50 milyon nüfuslu Güney Kore ile 25 milyon nüfuslu Kuzey Kore arasındaki farklar çarpıçı. Serbest piyasa ekonomisini ve çoğulcu serbest seçim sistemini uygulayan Güney ile katı komünist ekonomisi ve tek partili totaliter sistemi ile Kuzey birbirinden çok farklı. G-20 üyesi olan Güney Kore (kişi başına milli geliri 30 bin doları aşan) büyük bir ekonomi ve demokratik bir siyasi sistem kurmayı başarırken, Kuzey Kore bugün dünyadaki en kapalı ekonomik ve (iktidarın fiilen babadan oğula geçtiği) siyasal sistemlerden birine sahip.
Konuya Kore yarımadasındaki askeri dengeler açısından bakarsak durum oldukça farklı. Önemli bir askeri güç olan ve şimdi de kitle imha silahlarına sahip olan Pyongyang sadece Güney Kore için değil, Vaşington’un bölgedeki en yakın müttefiki Japonya ve hatta ABD’nin kendisi için bir tehdit oluşturuyor.

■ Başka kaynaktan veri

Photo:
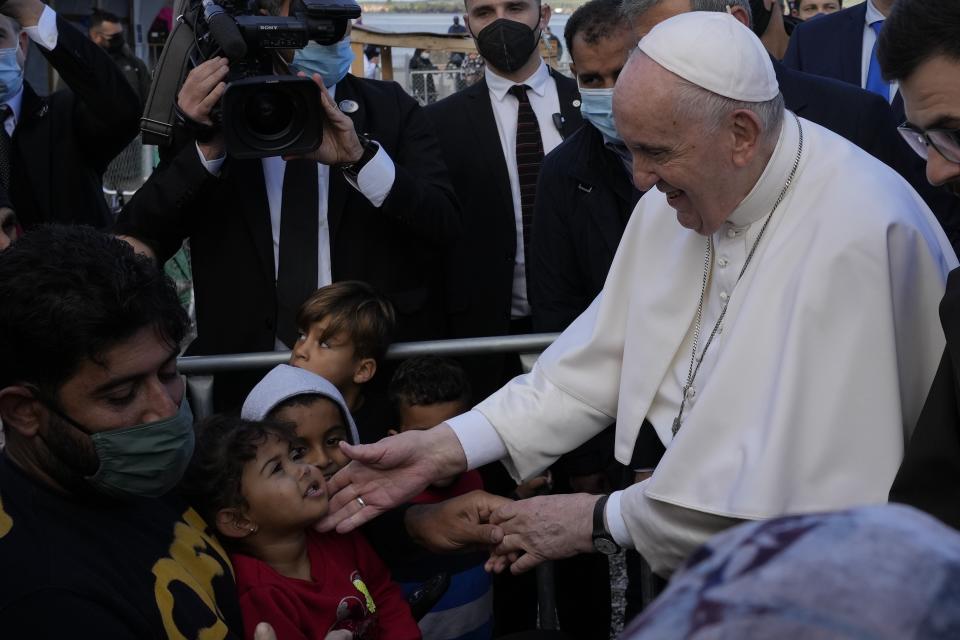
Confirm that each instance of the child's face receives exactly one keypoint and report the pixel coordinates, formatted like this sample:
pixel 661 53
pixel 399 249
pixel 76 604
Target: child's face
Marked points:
pixel 283 493
pixel 420 417
pixel 332 358
pixel 322 426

Küresel olarak ekonomik ve siyasi önemi her geçen gün artan Çin’le birlikte değerlendirildiğinde Kuzey Kore, Uzak Doğu ve Pasifik Bölgesi’ndeki dengelerin ABD aleyhine dönmesinde rol oynuyor.
Vaşington Uzak Doğu ve Pasifik bölgesindeki başat statüsünü devam ettirebilmek amacıyla bölgede büyük güç bulundurmaya devam ediyor. ABD’nin Japonya’da 40, Güney Kore’de 35 bin civarında askeri, hava ve deniz üsleri var. ABD Güney Kore ve Japonya ile bölgede sıklıkla askeri manevralar gerçekleştiriyor. ABD ayrıca bölgedeki (özel statüyle kendisine bağlı) Guam Adası’nı adeta kalıcı bir “uçak gemisi” gibi kullanıyor. Kore yarımadasına 3 bin kilometre kadar uzaklıktaki Guam’da ABD’nin önemli hava ve deniz üsleri ve çok sayıda askeri bulunuyor.
ABD kadar olmasa da, Çin ve Rusya’nın da Kuzey Kore’nin kitle imha silahlarını geliştirmesinden ve füze programlarından çok da memnun olmadıklarını, özellikle Pyongyang’ın (zamansız) tek başına hareket etme “ içgüdülerinden” rahatsızlık duyduklarını söylemek mümkün. “Büyük” ülkelerin kitle imha silahlarının yayılmasının önlenmesi konusunda (bir ölçüye ve yere kadar) birlikte hareket edebildiklerini izliyoruz. Bu, Kuzey Kore için olduğu kadar, bir kitle imha silahları yarışının patlama potansiyelinin çok yüksek olduğu Orta Doğu bölgesi için de geçerli.